Much had been made about of Plushenko's transition scores, the mark given for the steps connecting the elements, as well as his other component scores — the old artistic marks. But those didn't cost him the medal.

Lysacek edged Plushenko on the mark for their technical elements — jumps, spins and footwork. That's the score where the three-time Olympic medalist and three-time world champion has pretty much made his trademark.

"Plushenko was brilliant in the jumping. He did some brilliant, very difficult things," Carroll said. "But if you think of his skating, he was very brilliant, then down. And very brilliant, then down. It was going in waves. Evan just sort of stayed in a straight line and kept going at a certain level from the start to the finish."

Plushenko, also a silver medalist in 2002, returned from a three-year retirement seeking to become the first man to win consecutive figure skating gold medals since Dick Button in 1952.

After the medal ceremony, someone handed Lysacek a U.S. flag. He took a victory lap, waving it a couple of times before twirling it above his head like a lasso. He held his flowers aloft in his right hand and clutched his gold medal in the left.

Takahashi was wonderfully expressive in a fast, energetic and very entertaining program. He played to both the judges and the crowd, taking them along for the ride. His only flaw was a fall on his opening quadruple toe loop — a jump he hadn't landed all week.

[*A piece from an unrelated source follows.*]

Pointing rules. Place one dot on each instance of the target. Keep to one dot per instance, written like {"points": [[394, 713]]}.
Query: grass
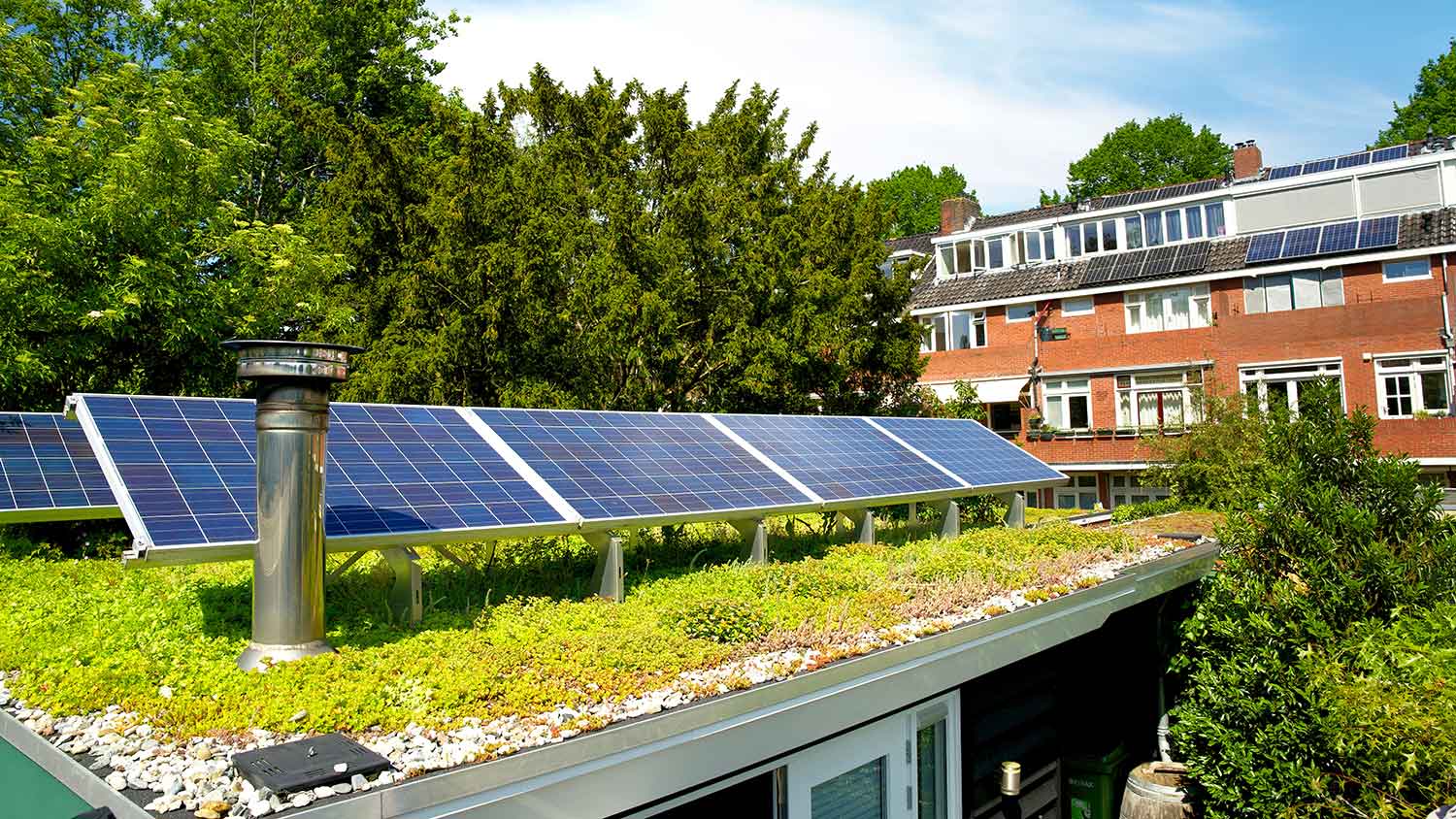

"I am really, really happy right now," Takahashi said. "When I knew that I had won a bronze medal, I was so emotional. I was in tears."

-- Nancy Armour

Vonn fails to finish race; Mancuso wins 2nd silver

WHISTLER, British Columbia — Lindsey Vonn stepped gingerly in her brown hiking boots, a grimace betraying the pain in her bruised right shin and the sting of a fall that prevented her from completing Thursday's super-combined race at the Olympics.

As Vonn moved from the finish area toward a throng of autograph-seekers, a chant rang out from fans a few yards away: "Ju-li-a! Ju-li-a! Ju-li-a!"

The cheers were for Vonn's teammate, Julia Mancuso, who was making her way over after finishing second to Germany's Maria Riesch in the super-combined to earn her second silver in two days. Yes, make room for another U.S. skiing sensation at these Winter Games.

"I didn't expect that," Mancuso said. "Such a great feeling of accomplishment and really just believing in everything I was doing."

It's the nearly forgotten Mancuso, not the much-hyped Vonn, who owns two 2010 medals. It's the recently mediocre Mancuso, not the World Cup-dominating Vonn, who now is tied with Bode Miller for most career Olympic Alpine medals by a U.S. skier, with three.

Mancuso gave the United States its first medal in women's Olympic combined or super-combined since 1948. And her best event is yet to come — next Wednesday's giant slalom, the race the 25-year-old from Squaw Valley, Calif., won at the 2006 Turin Games.

Hip surgery after those Olympics led to back problems that made her something of an afterthought. Meanwhile, over the past two World Cup seasons, Vonn has claimed 18 race victories en route to two overall titles. Mancuso hasn't won any World Cup race since March 2007.

But, as she put it, "I just came to these Olympics trying to put the past behind me and rip it up."

Consider it done.

"She's just attacking. She has a lot of intensity, and I think her struggling in the past few years is maybe motivating her more. And she's coming in here as an underdog. No one's really expecting her to do anything, and I think that helps," said Vonn, who has raced against Mancuso since they were kids. "When you don't have any pressure, it helps to ski aggressively. It definitely is a lot different, you know, when you have everyone looking at you and expecting you to do things."

That last part refers, of course, to Vonn herself, pegged to dominate these Olympics. She won the downhill gold ahead of Mancuso on Wednesday, but three runs in a little more than 24 hours might have been too much for Vonn's injured leg.

"It's killing me," she said, but she went out of her way to make clear that it wasn't why she lost.

No excuses.

Instead, a common skiing slip-up derailed her bid for a second gold in as many days. She simply failed to get her right ski around a gate during the slalom leg after entering that portion of the super-combined in first place. Vonn was 0.33 seconds ahead of Riesch and 0.80 ahead of Mancuso in the morning's downhill leg.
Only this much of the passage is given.